Unix-head needs to Windows-ize his Python script (II)

Nobody nobody at nowhere.com
Thu Oct 28 21:15:53 CEST 2010


On Thu, 28 Oct 2010 12:54:03 +1300, Lawrence D'Oliveiro wrote:

>>> Why would you want both CLI and GUI functions in one program?
>> 
>> An obvious example was the one which was being discussed, i.e. the Python
>> interpreter.
> 
> But the Python interpreter has no GUI.

It may have one if you use wx, tkInter, etc. So far as the OS is
concerned, it's all python.exe or pythonw.exe.

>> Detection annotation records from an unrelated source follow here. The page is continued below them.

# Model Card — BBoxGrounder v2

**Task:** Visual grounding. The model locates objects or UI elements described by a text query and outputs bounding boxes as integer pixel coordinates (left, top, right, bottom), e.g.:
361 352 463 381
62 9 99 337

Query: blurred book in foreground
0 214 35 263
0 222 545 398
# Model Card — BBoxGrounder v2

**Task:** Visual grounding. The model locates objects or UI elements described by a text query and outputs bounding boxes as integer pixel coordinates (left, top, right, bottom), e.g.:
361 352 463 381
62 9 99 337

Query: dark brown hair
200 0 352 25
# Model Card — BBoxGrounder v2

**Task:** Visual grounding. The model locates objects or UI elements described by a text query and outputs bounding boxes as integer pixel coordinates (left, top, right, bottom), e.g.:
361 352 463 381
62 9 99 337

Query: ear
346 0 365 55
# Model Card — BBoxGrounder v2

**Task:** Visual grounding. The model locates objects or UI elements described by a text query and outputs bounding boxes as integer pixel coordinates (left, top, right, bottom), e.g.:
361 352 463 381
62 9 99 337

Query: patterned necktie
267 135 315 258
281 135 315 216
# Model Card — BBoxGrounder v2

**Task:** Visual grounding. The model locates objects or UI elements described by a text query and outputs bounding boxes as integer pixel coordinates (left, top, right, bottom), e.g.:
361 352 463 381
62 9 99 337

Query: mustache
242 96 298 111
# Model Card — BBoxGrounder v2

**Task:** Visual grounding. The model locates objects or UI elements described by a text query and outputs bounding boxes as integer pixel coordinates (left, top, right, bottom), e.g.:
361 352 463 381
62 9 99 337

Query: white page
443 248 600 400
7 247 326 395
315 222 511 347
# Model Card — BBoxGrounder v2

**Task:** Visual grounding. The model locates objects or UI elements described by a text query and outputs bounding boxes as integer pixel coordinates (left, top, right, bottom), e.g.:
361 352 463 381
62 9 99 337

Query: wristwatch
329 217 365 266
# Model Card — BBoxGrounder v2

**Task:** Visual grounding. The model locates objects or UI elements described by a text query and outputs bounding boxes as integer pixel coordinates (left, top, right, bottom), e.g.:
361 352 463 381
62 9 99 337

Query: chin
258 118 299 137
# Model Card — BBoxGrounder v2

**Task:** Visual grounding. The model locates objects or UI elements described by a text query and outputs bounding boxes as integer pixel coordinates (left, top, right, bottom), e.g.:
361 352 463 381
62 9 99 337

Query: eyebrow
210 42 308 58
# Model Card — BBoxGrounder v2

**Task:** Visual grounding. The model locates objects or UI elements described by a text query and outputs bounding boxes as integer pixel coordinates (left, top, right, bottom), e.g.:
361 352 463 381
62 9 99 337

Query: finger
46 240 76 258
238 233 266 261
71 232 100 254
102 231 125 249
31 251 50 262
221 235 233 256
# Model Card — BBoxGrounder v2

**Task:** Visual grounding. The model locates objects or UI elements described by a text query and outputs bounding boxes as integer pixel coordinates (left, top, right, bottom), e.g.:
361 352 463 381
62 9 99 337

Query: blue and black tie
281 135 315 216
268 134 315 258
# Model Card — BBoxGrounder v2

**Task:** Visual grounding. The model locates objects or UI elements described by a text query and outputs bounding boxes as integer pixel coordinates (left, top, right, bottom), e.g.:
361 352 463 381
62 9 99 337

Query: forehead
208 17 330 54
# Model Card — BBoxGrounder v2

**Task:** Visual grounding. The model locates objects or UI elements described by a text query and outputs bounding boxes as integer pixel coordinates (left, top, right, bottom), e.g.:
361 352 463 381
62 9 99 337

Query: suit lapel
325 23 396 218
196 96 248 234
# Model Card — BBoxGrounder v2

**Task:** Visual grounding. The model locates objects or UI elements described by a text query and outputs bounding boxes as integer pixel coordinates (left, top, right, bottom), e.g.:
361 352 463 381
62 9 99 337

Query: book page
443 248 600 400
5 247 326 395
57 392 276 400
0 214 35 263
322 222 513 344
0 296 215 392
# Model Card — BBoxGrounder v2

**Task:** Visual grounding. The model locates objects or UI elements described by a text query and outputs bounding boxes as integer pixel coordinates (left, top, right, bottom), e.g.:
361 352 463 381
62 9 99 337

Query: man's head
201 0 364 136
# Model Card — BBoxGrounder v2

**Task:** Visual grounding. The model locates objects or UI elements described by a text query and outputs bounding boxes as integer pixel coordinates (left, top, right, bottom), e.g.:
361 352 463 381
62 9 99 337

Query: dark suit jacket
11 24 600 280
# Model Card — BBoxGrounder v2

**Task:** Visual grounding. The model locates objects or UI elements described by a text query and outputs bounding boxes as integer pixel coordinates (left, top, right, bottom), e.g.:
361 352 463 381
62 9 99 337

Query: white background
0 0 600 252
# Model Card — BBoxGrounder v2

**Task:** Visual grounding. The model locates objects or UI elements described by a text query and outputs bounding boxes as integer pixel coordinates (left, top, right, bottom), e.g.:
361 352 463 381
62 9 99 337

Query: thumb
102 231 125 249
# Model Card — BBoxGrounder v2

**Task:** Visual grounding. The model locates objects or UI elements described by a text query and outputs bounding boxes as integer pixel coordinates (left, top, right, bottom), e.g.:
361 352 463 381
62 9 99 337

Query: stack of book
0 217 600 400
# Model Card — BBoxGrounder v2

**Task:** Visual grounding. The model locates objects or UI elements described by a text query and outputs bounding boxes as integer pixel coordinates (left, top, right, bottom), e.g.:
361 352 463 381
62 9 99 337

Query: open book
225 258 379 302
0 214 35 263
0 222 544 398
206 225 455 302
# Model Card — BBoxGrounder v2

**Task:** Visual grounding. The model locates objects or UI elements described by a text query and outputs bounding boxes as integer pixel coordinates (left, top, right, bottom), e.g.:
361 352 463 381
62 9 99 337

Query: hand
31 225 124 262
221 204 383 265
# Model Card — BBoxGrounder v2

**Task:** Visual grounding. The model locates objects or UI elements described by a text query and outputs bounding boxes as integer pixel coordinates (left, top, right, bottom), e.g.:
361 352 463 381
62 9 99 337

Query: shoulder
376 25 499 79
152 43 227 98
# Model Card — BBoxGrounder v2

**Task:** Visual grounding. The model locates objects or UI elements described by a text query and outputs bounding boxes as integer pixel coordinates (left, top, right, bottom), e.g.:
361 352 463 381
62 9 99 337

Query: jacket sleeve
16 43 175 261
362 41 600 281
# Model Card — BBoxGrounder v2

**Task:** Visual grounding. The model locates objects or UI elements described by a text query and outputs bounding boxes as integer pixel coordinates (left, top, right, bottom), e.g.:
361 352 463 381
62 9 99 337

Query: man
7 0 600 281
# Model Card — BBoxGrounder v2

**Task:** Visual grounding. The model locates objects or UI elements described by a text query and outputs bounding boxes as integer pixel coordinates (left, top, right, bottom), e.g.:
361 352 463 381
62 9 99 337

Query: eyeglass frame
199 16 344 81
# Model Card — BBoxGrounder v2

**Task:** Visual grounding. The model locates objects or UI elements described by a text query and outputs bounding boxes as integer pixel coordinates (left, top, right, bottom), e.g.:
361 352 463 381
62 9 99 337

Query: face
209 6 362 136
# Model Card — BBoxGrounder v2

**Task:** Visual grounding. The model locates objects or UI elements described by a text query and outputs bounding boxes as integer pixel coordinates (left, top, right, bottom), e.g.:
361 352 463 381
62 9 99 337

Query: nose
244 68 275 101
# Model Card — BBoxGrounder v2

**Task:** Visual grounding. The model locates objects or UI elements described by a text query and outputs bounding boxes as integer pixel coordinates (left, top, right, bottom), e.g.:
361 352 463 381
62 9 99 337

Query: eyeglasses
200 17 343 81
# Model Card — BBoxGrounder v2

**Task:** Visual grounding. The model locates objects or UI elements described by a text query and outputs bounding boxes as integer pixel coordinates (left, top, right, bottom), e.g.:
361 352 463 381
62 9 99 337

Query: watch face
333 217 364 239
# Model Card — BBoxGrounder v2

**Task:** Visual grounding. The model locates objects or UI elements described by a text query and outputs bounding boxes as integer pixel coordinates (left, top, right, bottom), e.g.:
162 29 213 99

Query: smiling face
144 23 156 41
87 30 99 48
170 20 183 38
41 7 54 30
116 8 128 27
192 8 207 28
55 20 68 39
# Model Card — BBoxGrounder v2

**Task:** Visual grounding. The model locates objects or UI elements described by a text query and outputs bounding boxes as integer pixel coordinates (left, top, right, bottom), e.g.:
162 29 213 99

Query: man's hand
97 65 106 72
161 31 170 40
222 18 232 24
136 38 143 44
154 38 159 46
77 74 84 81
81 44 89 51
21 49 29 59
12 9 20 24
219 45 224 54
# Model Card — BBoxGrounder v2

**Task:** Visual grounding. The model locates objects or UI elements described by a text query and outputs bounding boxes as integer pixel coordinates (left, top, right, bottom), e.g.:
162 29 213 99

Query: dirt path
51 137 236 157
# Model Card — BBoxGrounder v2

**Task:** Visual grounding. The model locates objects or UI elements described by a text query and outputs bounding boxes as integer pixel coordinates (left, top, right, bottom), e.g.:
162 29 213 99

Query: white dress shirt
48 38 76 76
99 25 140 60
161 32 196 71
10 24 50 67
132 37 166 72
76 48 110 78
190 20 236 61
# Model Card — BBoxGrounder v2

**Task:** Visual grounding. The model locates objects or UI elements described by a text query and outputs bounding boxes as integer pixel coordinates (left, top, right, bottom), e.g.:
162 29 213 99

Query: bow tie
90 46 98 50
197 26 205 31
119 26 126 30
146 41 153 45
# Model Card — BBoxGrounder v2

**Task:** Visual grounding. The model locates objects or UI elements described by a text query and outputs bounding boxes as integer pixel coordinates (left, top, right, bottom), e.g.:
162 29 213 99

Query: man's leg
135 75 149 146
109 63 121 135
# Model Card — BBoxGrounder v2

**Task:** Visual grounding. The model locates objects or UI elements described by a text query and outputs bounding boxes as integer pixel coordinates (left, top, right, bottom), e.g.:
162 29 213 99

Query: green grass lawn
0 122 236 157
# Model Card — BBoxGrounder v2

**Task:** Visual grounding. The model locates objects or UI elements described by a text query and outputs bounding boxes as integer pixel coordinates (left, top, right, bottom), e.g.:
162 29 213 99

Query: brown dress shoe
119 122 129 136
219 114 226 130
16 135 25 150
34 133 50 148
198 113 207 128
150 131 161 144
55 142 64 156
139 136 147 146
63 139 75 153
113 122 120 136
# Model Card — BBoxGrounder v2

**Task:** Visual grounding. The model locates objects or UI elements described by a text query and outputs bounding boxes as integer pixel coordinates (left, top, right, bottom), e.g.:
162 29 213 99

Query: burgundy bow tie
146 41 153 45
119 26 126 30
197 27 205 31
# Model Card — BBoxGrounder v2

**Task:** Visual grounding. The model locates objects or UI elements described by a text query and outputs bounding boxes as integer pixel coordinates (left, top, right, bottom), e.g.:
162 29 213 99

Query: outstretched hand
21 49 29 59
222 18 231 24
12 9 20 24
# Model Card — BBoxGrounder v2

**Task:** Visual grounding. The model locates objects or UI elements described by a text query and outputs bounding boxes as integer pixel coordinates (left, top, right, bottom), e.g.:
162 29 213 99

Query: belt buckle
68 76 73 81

>> Forcing a program to choose between the two means that we need both
>> python.exe and pythonw.exe.
> 
> And yet we get by just fine without this dichotomy on more rationally-
> designed operating systems.

For some definitions of "fine". A GUI-based launcher doesn't know whether
the program it's being asked to run actually needs stdin/stdout/stderr.
Either it spawns an xterm (etc) even if it's not necessary, or it doesn't
and the user can't communicate with the program, or it uses some arbitrary
set of heuristics ("does the program link against Xlib?", which fails if
the GUI portion is loaded dynamically).

>> A less obvious example is a program designed to use whatever interface
>> facilities are available. E.g. XEmacs can use either a terminal or a GUI
>> or both.
> 
> And yet it manages this just fine, without Amiga-style invocation hacks, on 
> more rationally-designed operating systems. How is that?

Typically by not letting you usefully run terminal-based programs from
the GUI without first having to explicitly configure the invocation
options (e.g. creating a shortcut with "Use terminal" enabled).